Dal 1° gennaio sono in vigore le nuove regole europee che riguardano i conti correnti sia privati che aziendali. Cambia dunque il regolamento per la gestione dei default, delle sofferenze e degli sconfinamenti: chi va in rosso rischia di diventare automaticamente un cattivo pagatore, con tutto quello che ne consegue. Oltre al danno la beffa per tutte le piccole e medie imprese che a fatica sono riuscite a sopravvivere ad una crisi senza precedenti. Perlita Vallasciani, portavoce nazionale di CNA Estetica, ne ha parlato ai microfoni di Mi Manda Rai Tre.

“Durante il periodo del primo lockdown molti imprenditori del settore hanno dovuto fra fronte ad enormi difficoltà: oltre ai mancati incassi, non sono riusciti a bloccare rate di mutui, finanziamenti e affitti da pagare e molto spesso hanno avuto scoperti di conto – afferma Vallasciani – Io mi reputo una delle poche fortunate a non averlo fatto: ho cercato principalmente di dilazionare i pagamenti in accordo con i fornitori. In questo devo ringraziare la CNA che mi ha sempre informato e consigliato tempestivamente su quali strade intraprendere vista la crisi economica in atto”.

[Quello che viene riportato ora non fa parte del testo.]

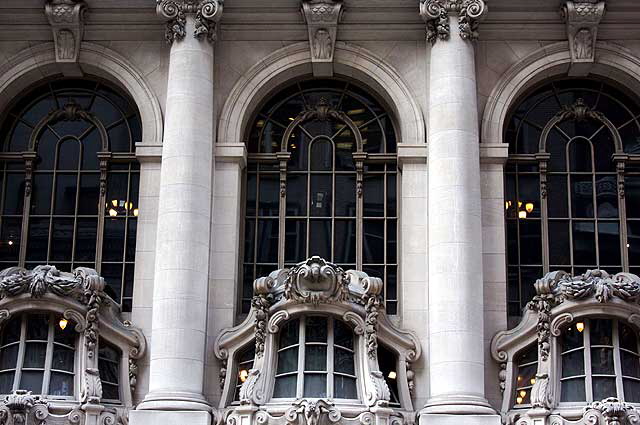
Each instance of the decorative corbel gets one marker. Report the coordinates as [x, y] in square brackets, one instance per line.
[436, 15]
[322, 18]
[582, 19]
[207, 15]
[66, 18]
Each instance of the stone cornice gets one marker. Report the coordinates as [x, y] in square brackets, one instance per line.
[436, 15]
[207, 15]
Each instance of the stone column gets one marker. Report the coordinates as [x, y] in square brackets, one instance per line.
[456, 346]
[179, 318]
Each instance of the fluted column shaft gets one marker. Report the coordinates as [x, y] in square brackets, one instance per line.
[456, 354]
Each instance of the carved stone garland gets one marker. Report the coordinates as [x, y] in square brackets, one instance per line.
[436, 15]
[208, 14]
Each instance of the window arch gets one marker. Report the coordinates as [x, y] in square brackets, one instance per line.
[322, 180]
[70, 181]
[572, 178]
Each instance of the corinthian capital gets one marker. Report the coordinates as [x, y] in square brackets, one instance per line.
[436, 14]
[207, 15]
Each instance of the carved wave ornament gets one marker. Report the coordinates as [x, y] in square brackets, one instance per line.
[316, 287]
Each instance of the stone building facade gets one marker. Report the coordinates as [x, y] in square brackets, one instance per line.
[319, 211]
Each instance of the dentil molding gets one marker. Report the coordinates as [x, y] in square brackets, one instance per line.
[207, 15]
[582, 19]
[436, 14]
[322, 18]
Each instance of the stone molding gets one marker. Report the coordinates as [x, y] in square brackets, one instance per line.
[322, 18]
[207, 15]
[582, 19]
[66, 18]
[436, 13]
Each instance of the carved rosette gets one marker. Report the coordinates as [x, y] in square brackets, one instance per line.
[436, 15]
[207, 15]
[582, 19]
[322, 18]
[66, 18]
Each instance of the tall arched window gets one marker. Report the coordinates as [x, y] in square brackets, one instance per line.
[69, 182]
[322, 180]
[572, 184]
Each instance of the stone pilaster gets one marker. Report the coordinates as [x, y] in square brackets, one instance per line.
[177, 355]
[456, 343]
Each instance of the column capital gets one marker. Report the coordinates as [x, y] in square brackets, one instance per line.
[436, 14]
[207, 15]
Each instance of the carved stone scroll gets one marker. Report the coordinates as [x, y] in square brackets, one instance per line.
[322, 18]
[582, 19]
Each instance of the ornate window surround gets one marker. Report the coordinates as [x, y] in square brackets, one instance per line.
[562, 300]
[316, 287]
[77, 296]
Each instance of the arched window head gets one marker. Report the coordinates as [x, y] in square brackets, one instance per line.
[69, 181]
[572, 179]
[322, 180]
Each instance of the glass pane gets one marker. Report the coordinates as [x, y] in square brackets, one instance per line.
[315, 385]
[316, 329]
[573, 364]
[346, 195]
[9, 357]
[296, 195]
[344, 387]
[268, 234]
[604, 388]
[573, 390]
[295, 240]
[65, 201]
[343, 361]
[320, 238]
[285, 387]
[631, 390]
[31, 381]
[342, 334]
[315, 357]
[41, 193]
[373, 244]
[6, 382]
[62, 239]
[373, 188]
[345, 242]
[321, 196]
[61, 384]
[559, 248]
[584, 243]
[269, 195]
[63, 359]
[609, 244]
[582, 196]
[602, 361]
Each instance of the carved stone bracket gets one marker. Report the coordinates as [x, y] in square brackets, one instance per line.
[322, 18]
[582, 19]
[207, 15]
[66, 18]
[436, 14]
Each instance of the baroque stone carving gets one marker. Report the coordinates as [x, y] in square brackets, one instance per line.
[322, 18]
[207, 15]
[309, 412]
[66, 18]
[435, 13]
[582, 19]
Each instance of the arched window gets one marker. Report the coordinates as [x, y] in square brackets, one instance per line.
[69, 182]
[38, 355]
[572, 184]
[322, 180]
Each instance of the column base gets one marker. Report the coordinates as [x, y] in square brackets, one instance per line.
[157, 417]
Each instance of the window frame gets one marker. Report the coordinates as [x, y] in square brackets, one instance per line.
[47, 370]
[300, 372]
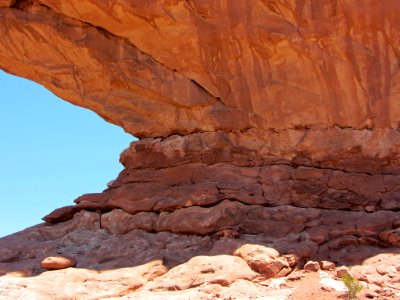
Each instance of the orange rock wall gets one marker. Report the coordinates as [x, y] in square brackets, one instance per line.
[162, 67]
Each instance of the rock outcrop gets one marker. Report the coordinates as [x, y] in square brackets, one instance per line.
[269, 122]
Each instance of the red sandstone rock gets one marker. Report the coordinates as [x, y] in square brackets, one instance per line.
[221, 269]
[278, 125]
[327, 265]
[57, 263]
[342, 270]
[261, 259]
[311, 266]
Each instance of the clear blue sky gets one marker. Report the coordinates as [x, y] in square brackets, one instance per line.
[51, 152]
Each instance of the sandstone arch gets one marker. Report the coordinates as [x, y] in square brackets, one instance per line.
[266, 117]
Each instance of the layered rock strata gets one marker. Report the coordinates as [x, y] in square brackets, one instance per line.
[304, 186]
[273, 123]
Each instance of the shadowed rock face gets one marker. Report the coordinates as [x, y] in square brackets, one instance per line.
[162, 67]
[273, 121]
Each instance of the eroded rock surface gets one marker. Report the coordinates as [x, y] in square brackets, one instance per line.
[270, 123]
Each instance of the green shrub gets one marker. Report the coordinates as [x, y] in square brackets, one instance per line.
[353, 286]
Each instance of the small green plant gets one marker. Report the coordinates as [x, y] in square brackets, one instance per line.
[353, 286]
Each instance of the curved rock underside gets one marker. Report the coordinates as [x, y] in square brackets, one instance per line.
[271, 122]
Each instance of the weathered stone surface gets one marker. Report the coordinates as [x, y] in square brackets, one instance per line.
[220, 269]
[260, 122]
[57, 263]
[318, 65]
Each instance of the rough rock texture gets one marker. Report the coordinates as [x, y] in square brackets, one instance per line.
[185, 66]
[273, 123]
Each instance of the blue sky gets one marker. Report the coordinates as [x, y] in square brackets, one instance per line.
[51, 152]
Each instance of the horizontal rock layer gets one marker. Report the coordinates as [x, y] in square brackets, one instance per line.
[310, 184]
[189, 66]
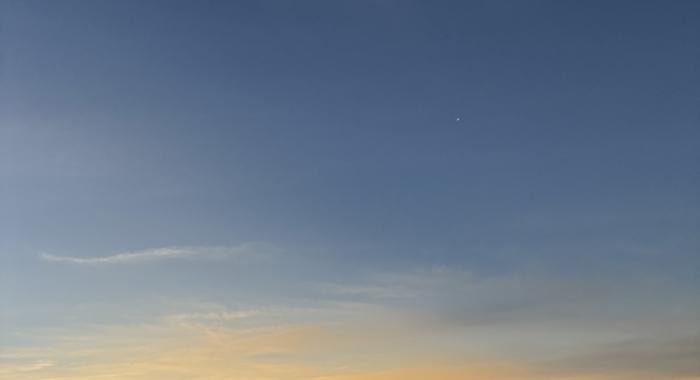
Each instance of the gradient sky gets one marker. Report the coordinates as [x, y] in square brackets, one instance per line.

“In questi giorni con il cashback di Stato si sta utilizzando molto di più la moneta elettronica, ma i tempi di contabilizzazione si stanno allungando, con conseguenti ritardi di incasso per gli esercenti – prosegue la presidente di CNA Estetica – Un pagamento effettuato tramite moneta elettronica, in un giorno prefestivo, può diventare disponibile nel conto corrente del beneficiario anche dopo circa cinque o sei giorni. Questo diventa un serio problema per le scadenze che spesso si hanno a fine mese. Un paradosso che ora, con le nuove regole europee, rischia di diventare un serio problema”.